New orders as well as sales also fell in July contributing to the latest deterioration in business. On the cost front, overall input prices rose sharply, with firms opting “to pass on some of the higher costs to their clients during July, with average charges rising for the sixth month in a row.” Private sector firms continued reducing staff numbers due to less work.

“Looking forward, Lebanese businesses were still severely pessimistic towards the 12-month business outlook," according to the report. "Negativity was driven by fears that the current liquidity crisis in the domestic economy would persist.”

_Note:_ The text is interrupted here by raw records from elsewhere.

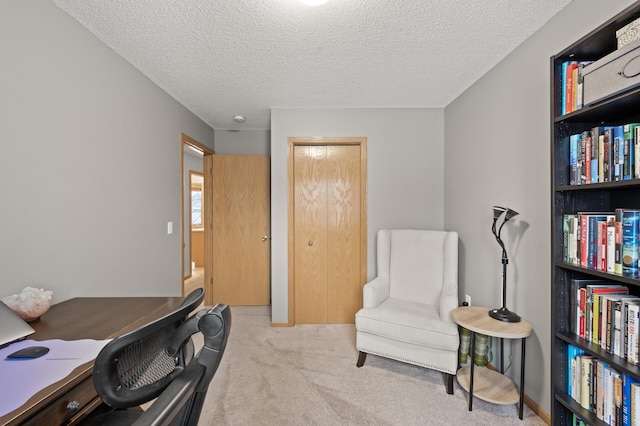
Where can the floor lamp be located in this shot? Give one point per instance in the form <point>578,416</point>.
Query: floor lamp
<point>502,313</point>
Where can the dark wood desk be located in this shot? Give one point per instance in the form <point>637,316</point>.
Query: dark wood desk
<point>71,399</point>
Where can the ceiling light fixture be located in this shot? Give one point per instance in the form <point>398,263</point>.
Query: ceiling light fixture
<point>313,2</point>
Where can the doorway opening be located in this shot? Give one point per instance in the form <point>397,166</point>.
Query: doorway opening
<point>194,195</point>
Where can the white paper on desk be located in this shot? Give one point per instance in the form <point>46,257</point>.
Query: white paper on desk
<point>20,379</point>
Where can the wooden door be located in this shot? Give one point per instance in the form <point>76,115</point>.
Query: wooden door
<point>241,230</point>
<point>329,257</point>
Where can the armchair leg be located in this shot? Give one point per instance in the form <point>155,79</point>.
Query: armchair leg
<point>361,357</point>
<point>449,383</point>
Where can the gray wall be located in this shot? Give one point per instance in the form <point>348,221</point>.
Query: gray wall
<point>242,142</point>
<point>497,152</point>
<point>405,165</point>
<point>89,163</point>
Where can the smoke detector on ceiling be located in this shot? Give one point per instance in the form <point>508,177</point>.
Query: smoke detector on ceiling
<point>313,2</point>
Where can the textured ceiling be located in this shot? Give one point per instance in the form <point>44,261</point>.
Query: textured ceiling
<point>220,58</point>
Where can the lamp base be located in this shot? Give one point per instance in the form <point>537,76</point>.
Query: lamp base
<point>503,314</point>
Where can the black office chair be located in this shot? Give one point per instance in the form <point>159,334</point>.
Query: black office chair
<point>156,361</point>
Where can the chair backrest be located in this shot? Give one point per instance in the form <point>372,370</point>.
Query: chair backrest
<point>157,361</point>
<point>418,262</point>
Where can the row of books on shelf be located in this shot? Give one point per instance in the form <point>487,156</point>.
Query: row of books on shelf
<point>605,154</point>
<point>607,315</point>
<point>571,89</point>
<point>612,396</point>
<point>603,241</point>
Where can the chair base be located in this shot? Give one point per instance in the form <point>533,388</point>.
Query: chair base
<point>362,356</point>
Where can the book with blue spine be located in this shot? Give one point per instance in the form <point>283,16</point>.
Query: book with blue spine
<point>630,244</point>
<point>629,151</point>
<point>627,381</point>
<point>574,175</point>
<point>618,143</point>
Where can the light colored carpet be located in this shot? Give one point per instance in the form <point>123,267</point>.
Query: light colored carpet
<point>307,375</point>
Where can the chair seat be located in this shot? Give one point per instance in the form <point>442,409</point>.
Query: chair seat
<point>409,322</point>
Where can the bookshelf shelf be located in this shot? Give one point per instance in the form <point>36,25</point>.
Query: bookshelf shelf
<point>572,199</point>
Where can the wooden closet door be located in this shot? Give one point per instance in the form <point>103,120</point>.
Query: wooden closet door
<point>241,228</point>
<point>343,233</point>
<point>310,217</point>
<point>327,221</point>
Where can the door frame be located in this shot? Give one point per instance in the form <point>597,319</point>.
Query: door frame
<point>185,141</point>
<point>292,142</point>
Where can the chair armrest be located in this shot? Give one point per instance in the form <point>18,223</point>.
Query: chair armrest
<point>375,292</point>
<point>448,302</point>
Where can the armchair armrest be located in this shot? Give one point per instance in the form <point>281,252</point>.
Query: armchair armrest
<point>448,301</point>
<point>375,292</point>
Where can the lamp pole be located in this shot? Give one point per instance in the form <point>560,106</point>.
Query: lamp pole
<point>502,313</point>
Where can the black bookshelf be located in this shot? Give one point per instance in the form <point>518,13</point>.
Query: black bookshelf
<point>571,199</point>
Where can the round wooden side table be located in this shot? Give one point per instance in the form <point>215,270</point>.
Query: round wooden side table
<point>490,385</point>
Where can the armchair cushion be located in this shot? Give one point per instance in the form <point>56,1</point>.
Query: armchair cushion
<point>406,312</point>
<point>409,322</point>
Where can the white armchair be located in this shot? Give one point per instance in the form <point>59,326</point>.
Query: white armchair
<point>406,312</point>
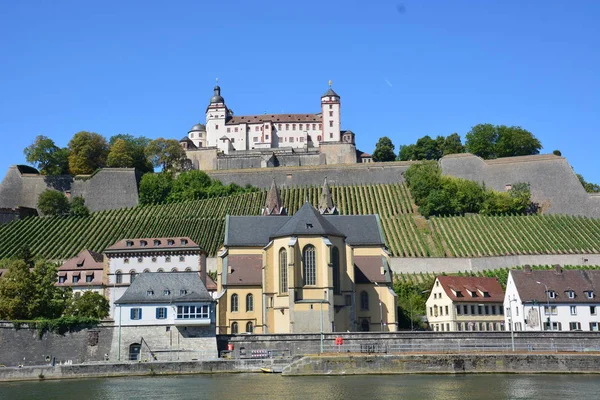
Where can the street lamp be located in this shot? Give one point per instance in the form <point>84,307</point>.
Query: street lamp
<point>547,303</point>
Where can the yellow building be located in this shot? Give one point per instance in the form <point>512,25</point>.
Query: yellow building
<point>309,272</point>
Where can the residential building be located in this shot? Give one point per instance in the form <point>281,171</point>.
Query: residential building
<point>555,299</point>
<point>465,303</point>
<point>166,316</point>
<point>310,272</point>
<point>83,272</point>
<point>128,258</point>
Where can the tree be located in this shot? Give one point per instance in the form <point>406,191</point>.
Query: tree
<point>89,305</point>
<point>47,157</point>
<point>78,208</point>
<point>16,291</point>
<point>127,151</point>
<point>49,301</point>
<point>384,150</point>
<point>53,202</point>
<point>88,152</point>
<point>489,141</point>
<point>166,153</point>
<point>155,188</point>
<point>589,187</point>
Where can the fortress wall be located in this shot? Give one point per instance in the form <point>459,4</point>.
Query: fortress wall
<point>108,189</point>
<point>349,174</point>
<point>554,184</point>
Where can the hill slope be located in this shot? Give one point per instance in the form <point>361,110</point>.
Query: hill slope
<point>407,233</point>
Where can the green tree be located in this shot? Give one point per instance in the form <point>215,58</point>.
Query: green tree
<point>589,187</point>
<point>16,291</point>
<point>89,305</point>
<point>166,153</point>
<point>489,141</point>
<point>88,152</point>
<point>127,151</point>
<point>155,187</point>
<point>480,140</point>
<point>384,150</point>
<point>49,301</point>
<point>78,208</point>
<point>47,157</point>
<point>53,202</point>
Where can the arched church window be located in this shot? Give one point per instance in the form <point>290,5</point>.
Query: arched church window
<point>283,270</point>
<point>309,265</point>
<point>335,265</point>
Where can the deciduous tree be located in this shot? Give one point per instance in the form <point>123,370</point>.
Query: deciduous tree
<point>88,152</point>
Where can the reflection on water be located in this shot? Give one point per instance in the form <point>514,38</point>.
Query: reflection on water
<point>266,386</point>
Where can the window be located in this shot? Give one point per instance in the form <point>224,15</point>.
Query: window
<point>309,265</point>
<point>234,302</point>
<point>193,312</point>
<point>249,302</point>
<point>135,313</point>
<point>335,265</point>
<point>283,271</point>
<point>161,312</point>
<point>364,300</point>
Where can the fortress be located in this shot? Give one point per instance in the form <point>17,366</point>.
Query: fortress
<point>228,141</point>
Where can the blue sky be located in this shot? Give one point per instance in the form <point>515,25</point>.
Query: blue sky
<point>403,69</point>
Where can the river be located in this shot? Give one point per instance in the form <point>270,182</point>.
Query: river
<point>268,386</point>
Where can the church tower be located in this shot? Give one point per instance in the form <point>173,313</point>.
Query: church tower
<point>330,109</point>
<point>326,201</point>
<point>273,204</point>
<point>216,115</point>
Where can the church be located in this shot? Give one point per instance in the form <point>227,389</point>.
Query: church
<point>228,141</point>
<point>315,271</point>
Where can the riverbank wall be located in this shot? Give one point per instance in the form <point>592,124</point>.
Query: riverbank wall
<point>444,364</point>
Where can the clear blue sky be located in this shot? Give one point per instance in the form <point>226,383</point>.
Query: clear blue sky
<point>403,69</point>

The survey, which is based on the responses of purchasing managers in a panel of around 400 private sector companies, also pointed to another marked reduction in backlogs of work at Lebanese businesses. Purchasing activity by businesses also dropped during the month due to weak economy.

“Investing in real estate remains perhaps the safest haven to depositors of the Lebanese banking system given the current unofficial capital control,” according to the report.

The total number of real estate transactions climbed 24 per cent year-on-year to 27,216 in the first half of 2020, according to the survey. The value of the performed transactions rose to reach a 3-year high of $5.4bn, up from $2.7bn during the same period last year.

Lebanon's fiscal deficit narrowed, yet gross public debt continued growing on an "unsustainable trajectory," according to the survey. Government revenues including treasuries dropped 15.35 per cent to $3.77bn by May 2020 and total expenditure retreated yearly by 15.66 per cent to $5.77bn during the same period. Lebanon’s gross public debt, on the other hand, increased annually by 9.10 per cent to reach $93.14bn by May 2020.

On the monetary front, BDL (Banque Du Liban)’s foreign assets recorded a decline of 17.68 per cent since year-start, to reach $30.68bn by end-July 2020.

“Till now the Lebanese government didn’t make any important progress especially with the implementation of fiscal and economic policy reforms, which further delay the unlocking of any external support package. A deal with the IMF and proper government debt restructuring plan has become essential for international investors,” the report said.

Losses from the Beirut port explosion will add to the challenges facing the country, and "make the formulation of a new reforming and active government an urgent and supreme necessity,” according to the survey.